Post by DEM » Sat Mar 07, 2020 12:53 pm

inthescoop wrote: Fri Mar 06, 2020 1:12 pm
DEM wrote: Thu Feb 20, 2020 12:13 am 100 percent agree that, as it stands, Trump will be tough to beat. Like Quann said, it's not necessarily about Trump, it's about his being an incumbent presiding over a "good economy" - historically, that's a difficult match, regardless of who the challenger is. Trump was much more beatable in 2016, but the democrats went with the wrong candidate, both based on hypothetical polls and the anti-establishment sentiment that was apparent to anybody paying attention. In my opinion, just like in 2016, their best chance this time around will be with Bernie, if he can overcome the corporate "stop Bernie" democratic party insiders this time.
See this is absolutely BS. Because the 1 thing Trump had going for him was a steady economy, now recently, the economy has been tanking due to coronavirus and Trump supporters will still stand by Trump no matter what - It is a Trump thing.

Also, age is not an excuse to allow you to say whatever you want with no filter, gtfo outta here with that Quann.

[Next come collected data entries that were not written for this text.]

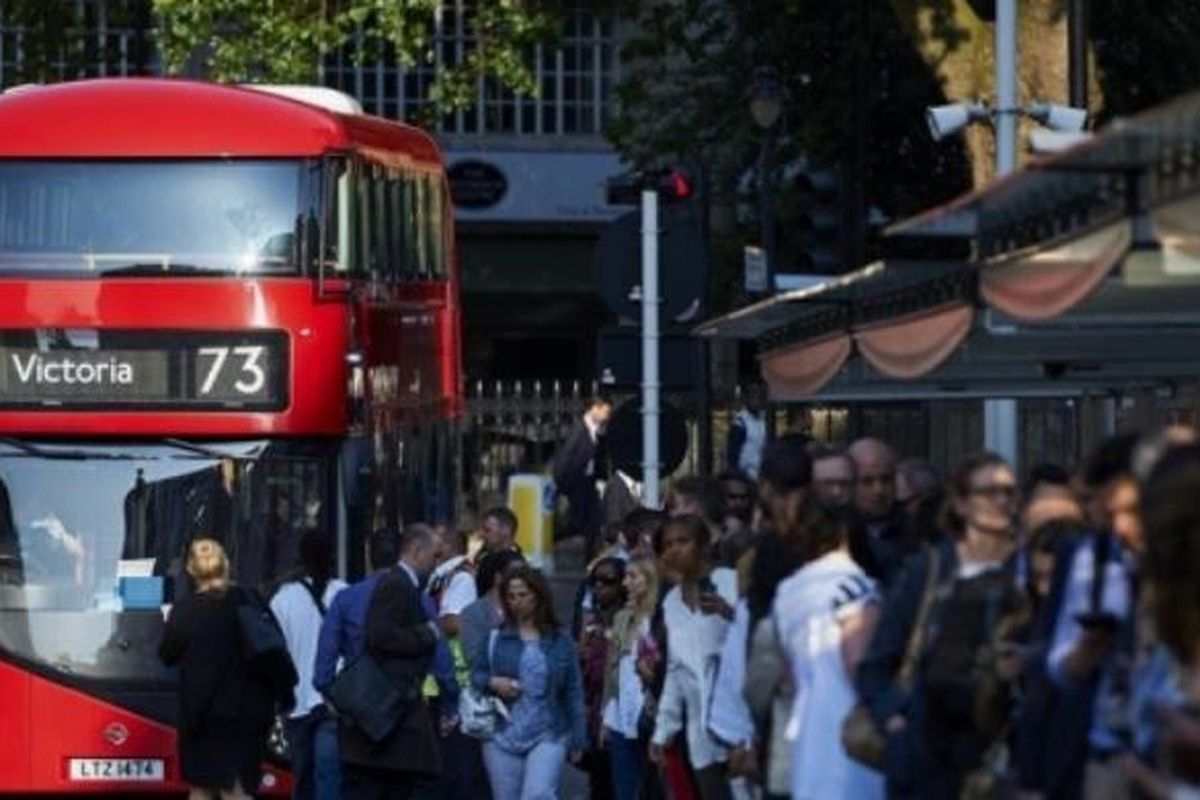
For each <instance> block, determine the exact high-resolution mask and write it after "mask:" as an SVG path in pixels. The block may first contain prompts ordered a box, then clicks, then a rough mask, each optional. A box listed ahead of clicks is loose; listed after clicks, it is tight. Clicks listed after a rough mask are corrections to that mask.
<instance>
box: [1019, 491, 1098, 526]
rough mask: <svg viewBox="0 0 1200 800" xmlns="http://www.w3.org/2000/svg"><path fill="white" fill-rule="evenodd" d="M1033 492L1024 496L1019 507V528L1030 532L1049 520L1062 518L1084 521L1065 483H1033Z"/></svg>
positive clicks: (1071, 493)
mask: <svg viewBox="0 0 1200 800" xmlns="http://www.w3.org/2000/svg"><path fill="white" fill-rule="evenodd" d="M1033 487H1034V488H1033V493H1032V494H1030V495H1027V497H1026V498H1025V507H1022V509H1021V530H1022V531H1024V533H1025V534H1032V533H1033V531H1036V530H1038V529H1039V528H1042V527H1043V525H1045V524H1046V523H1049V522H1054V521H1056V519H1064V521H1070V522H1078V523H1082V522H1084V510H1082V507H1080V505H1079V500H1078V499H1076V498H1075V494H1074V492H1072V491H1070V489H1069V488H1067V486H1066V485H1056V483H1046V482H1038V483H1033Z"/></svg>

What's BS? You're right that Trump has a fervent base, but that's a strength not a weakness. And yes, you are also correct that a lot of what happens will hinge on perceptions of how well the economy is doing - that's the one thing I can see weakening Trump going into reelection. Either way, incumbents are historically tough to beat, that's just a fact. I'm old enough to remember how beatable people thought GW was going into reelection in 2004. He still won. If there's anything to be taken from that election (and 2016 as well), it's that nominating a "safe" milquetoast centrist (especially one with a many issues as Biden has) is probably also a safe way for democrats to lose to Trump again.